Renting or Being a Renter

  • You should spend no more than 30% of your income on rent. Some rental places will put a minimum income limit for their tenants. If you have a low credit score, you may be required to have a co-signer to rent.
  • Choose a location that fits you-whether you need public transportation, nearby shopping, or good schools.
  • Choose a place that has the features you want, such as number of bedrooms, a sizable kitchen, or access to a backyard.
  • Make sure you understand the terms of your contract, such as pet fees and how much time you must give as notice to terminate the lease.

Landlord/Tenant Relationship

  • The Federal Fair Housing Act prohibits a landlord from discriminating against a possible tenant based on race, color, origin, family status, disability, or sex.
  • Except for an emergency, a landlord must provide notice to the tenant before entering their unit, usually at least 24 hours.
  • Landlords are required to keep the property in a habitable condition, generally providing heating, plumbing, and electricity as well as repairing any of the above in a timely manner.
  • If the landlord doesn’t make a repair when requested, a tenant can usually withhold rent until it is repaired, make the repair themselves and deduct the cost from their rent, move out, or pay the rent and sue the landlord.

Renters Insurance

  • Most places require you to have renters insurance. Landlord insurance typically only covers damage to the building, not the personal property inside the building.
  • Renters insurance can cover the loss of your personal belongings, like clothing or appliances, up to a certain amount, liability insurance if someone is harmed in your home or if there is damage to the property, and additional living expenses if you are unable to live on the property, such as due to a fire, and have to find temporary housing.

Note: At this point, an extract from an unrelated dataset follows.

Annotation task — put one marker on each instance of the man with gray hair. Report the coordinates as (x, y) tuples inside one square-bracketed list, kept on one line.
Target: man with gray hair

It may even cover additional food expenses if you are in temporary housing that does not have a kitchen, so you have to eat out.
  • Some luxury items, like jewelry, may only be covered to a certain amount, so you should consider adding additional coverage if you want those items protected.
  • You can choose coverage that will replace the items lost, or coverage that will pay you cash for the items minus depreciation.
  • Some insurance agencies will offer discounts if you have additional safety features, like an alarm system or sprinklers, or if you have other insurance policies with them.
  • Basic coverage may have exclusions if damage is caused by a natural disaster, such as a flood or earthquake.
  • Some insurance companies require additional coverage if you have a high risk dog.

Television

  • It is often cheaper to bundle your television service with internet and/or phone services.
  • Some areas are only available to certain television services, so make sure the service is available in your area and don’t be afraid to shop around with the services that are provided.
  • Satellite TV can be less expensive because it requires fewer materials than cable, but cable TV can be more reliable in bad weather.

Streaming Services

  • If you are deciding whether to go with a streaming service, rather than standard cable or satellite, you need to first decide what channels you want. Then you will have to research different streaming service providers to see if they provide those channels.
  • You may have to get more than one streaming service to get the channels you want. This can quickly add up to more than a standard cable or satellite package.